Detective Douglas Butler testified that he was one of the initial responders to the scene. Relying on information supplied to him when he arrived on scene, he and two other officers began canvassing the area looking for the shooter. As he was walking on Lytle Street, he was greeted by a hysterical resident claiming that while her two sons were playing in the back yard, a black male jumped her fence and the black male was holding a blue gun. The residents ran into the house. Detective Butler, Detective Fetty and Detective O’Dille continued to canvass the area. Detective Butler eventually located [Appellant] lying face down in some brush, attempting to hide from the police. [Appellant] told

-2- J-A20013-18

Detective Butler that he had thrown the firearm. Detective Fetty, who responded to the scene, observed [Appellant] just prior to his apprehension. [Appellant] was holding an object wrapped in a white t-shirt. Detective Fetty observed [Appellant] attempting to hide the item and the white t-shirt under a fence. After [Appellant] was placed in custody, a blue Cobra Enterprise .380 caliber firearm wrapped in the white t-shirt was recovered from the area where [Appellant] was observed trying to hide it.
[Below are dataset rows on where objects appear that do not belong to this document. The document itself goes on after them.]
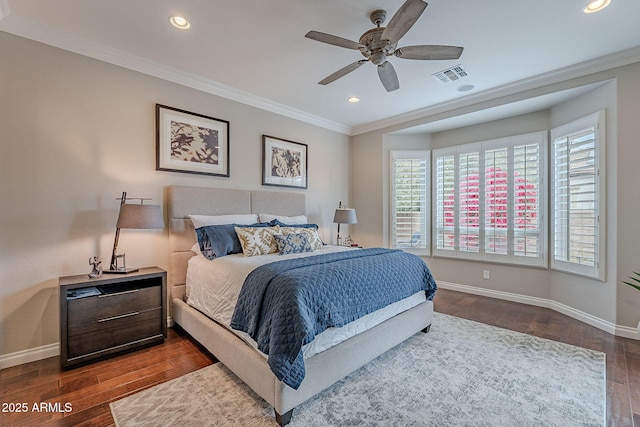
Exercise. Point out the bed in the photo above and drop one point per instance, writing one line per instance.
(321, 369)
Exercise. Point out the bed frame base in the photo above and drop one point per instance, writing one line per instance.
(322, 371)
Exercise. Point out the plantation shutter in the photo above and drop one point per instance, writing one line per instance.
(578, 196)
(489, 199)
(444, 230)
(409, 200)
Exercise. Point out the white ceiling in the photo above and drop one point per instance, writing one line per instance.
(254, 51)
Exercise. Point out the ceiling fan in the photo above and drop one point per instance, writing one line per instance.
(379, 43)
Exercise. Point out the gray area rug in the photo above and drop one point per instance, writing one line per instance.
(462, 373)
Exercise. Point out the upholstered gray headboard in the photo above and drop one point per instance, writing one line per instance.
(184, 201)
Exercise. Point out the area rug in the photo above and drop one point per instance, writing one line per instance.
(462, 373)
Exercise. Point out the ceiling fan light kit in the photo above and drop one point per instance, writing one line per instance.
(379, 43)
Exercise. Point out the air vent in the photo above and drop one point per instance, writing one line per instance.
(451, 74)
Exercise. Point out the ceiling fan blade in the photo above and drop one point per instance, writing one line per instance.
(342, 72)
(403, 20)
(333, 40)
(428, 52)
(388, 76)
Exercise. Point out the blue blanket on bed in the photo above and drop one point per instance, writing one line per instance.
(285, 304)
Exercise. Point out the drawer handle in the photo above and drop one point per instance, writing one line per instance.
(107, 319)
(118, 293)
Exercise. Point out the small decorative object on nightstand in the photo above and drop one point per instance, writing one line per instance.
(112, 314)
(97, 267)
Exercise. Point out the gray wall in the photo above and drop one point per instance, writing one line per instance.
(75, 133)
(611, 302)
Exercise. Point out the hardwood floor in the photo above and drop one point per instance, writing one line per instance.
(91, 388)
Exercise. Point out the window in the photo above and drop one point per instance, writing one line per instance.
(409, 200)
(578, 197)
(489, 200)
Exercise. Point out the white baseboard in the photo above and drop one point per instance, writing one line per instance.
(39, 353)
(29, 355)
(51, 350)
(589, 319)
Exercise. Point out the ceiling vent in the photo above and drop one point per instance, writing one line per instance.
(451, 74)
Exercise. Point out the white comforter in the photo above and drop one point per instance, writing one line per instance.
(213, 288)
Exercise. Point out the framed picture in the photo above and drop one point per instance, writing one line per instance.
(191, 143)
(284, 163)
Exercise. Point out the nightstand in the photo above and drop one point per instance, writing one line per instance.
(110, 315)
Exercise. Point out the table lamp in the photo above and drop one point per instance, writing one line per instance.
(133, 215)
(344, 215)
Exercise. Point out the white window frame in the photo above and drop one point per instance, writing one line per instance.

Bullet casings from .380 caliber ammunition were found at the scene and trial testimony established that the casings were fired from the firearm recovered in this case.
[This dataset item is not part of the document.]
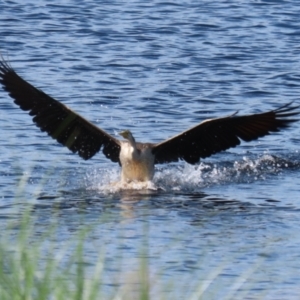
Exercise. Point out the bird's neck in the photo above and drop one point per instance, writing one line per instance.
(132, 141)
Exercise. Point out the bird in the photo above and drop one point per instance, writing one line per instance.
(138, 160)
After [Appellant] was taken into custody, he was interviewed by Detective Timothy Rush. [Appellant] initially told Detective Rush that he did not shoot Mr. Palmer and he was in the area of the shooting because he had to go to the bathroom. [Appellant] claimed he became tired and laid down in the area where he was arrested. He also denied shooting Mr. Palmer. After being confronted with the evidence that had been developed in this case, [Appellant] advised Detective Rush that he didn’t want to go back to prison. He also asked Detective Rush “how much time [he] would get” if he were convicted of the charges relating to this incident.

Gun[]shot residue was found on [Appellant]’s right hand, front and back.

Trial Court Opinion (“TCO”), 1/17/18, at 2-4.

On September 17, 2014, the Commonwealth charged Appellant with

attempted homicide, two counts of aggravated assault, person not to possess

a firearm, and recklessly endangering another person. On May 1, 2015,

Appellant filed a motion to suppress, contending that Ms. Riemenschneider’s

initial identification of Appellant was unduly suggestive and unreliable. See

Motion to Suppress, 5/1/15, at 2 ¶ 6. Appellant also argued that, as a result,

her subsequent identification of Appellant at the preliminary hearing was

tainted by the ostensibly unlawful prior identification. Id. at 3 ¶ 10.

-3- J-A20013-18

The trial court held a suppression hearing on May 11, 2015. On August

3, 2015, the court issued an order denying Appellant’s motion to suppress.

Appellant proceeded to a jury trial on August 29, 2016.1 On August 31, the

jury found Appellant not guilty of attempted homicide, but guilty on all

remaining counts. The trial court held Appellant’s sentencing hearing on

November 21, 2016. At that time, the court sentenced Appellant to 10-20

years’ incarceration for one count of aggravated assault, and to a consecutive

term of 2½-5 years’ incarceration for person not to possess a firearm. Also

on that date, Appellant filed a post-sentence motion. With permission of the

trial court, Appellant later amended that motion on April 12, 2017.2 Post-

sentence motions were denied on April 13, 2017. Appellant filed a timely

notice of appeal on May 11, 2017. Appellant filed a timely, court-ordered

Pa.R.A.P. 1925(b) statement on June 7, 2017. The trial court issued its Rule

1925(a) opinion on January 18, 2018.

Appellant now presents the following question for our review:

Did the trial court err by denying Appellant’s motion to suppress the eyewitness identification of [him], and all subsequent identifications, where the identification procedure used was unduly suggestive because the police made improper statements to the eyewitnesses and Appellant was presented for the one-on- one identification in handcuffs while surrounded by police? ____________________________________________

1The procedural history of this case, from August 2015 until August 2016, is not pertinent to the issues raised in the instant appeal.